As Marcel Duchamp once noted, in chess the aesthetic load falls upon the movements that occur on the board. It’s the inexorable dance of 32 pieces that seek to merge with space – and to do so literally – in which the beauty of the ancient game germinates.
In chess, there are some extremely beautiful things in the domain of movement, but not in the visual domain. It’s the imagining of the movement or of the gesture that makes the beauty in this case.

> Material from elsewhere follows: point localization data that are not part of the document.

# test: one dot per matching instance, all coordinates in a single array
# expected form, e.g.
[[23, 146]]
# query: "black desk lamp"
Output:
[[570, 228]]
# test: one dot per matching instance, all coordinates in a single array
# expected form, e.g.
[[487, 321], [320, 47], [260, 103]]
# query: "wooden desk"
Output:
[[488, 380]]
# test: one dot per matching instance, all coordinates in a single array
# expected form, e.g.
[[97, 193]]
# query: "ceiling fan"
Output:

Although in the universe of chess this quality resides in action over matter, throughout history there have been certain versions of the game whose design has tried to reclaim the aesthetics of its pieces. One such case is undoubtedly a chess set created in 1924 by Man Ray. An experienced player, and one largely influenced by Duchamp, Ray resorted to the most basic geometric forms to produce a beautifully stylized set. Kings are pyramids, queens are cones, bishops like jugs, rooks like cubes and pawns but small spheres; the knights, perhaps in recognition of their absolute linearity of movement, presume spiral forms.
We don’t know whether it was deliberate or not, but Ray’s chess set seems to honor that old, and accurate, premise that the deepest beauty and maximum elegance is found, paradoxically, in the simplest of forms.
In 2012, the Man Ray Trust authorized a reproduction of the original design. Since then the set has been produced in Germany, made of solid beech wood.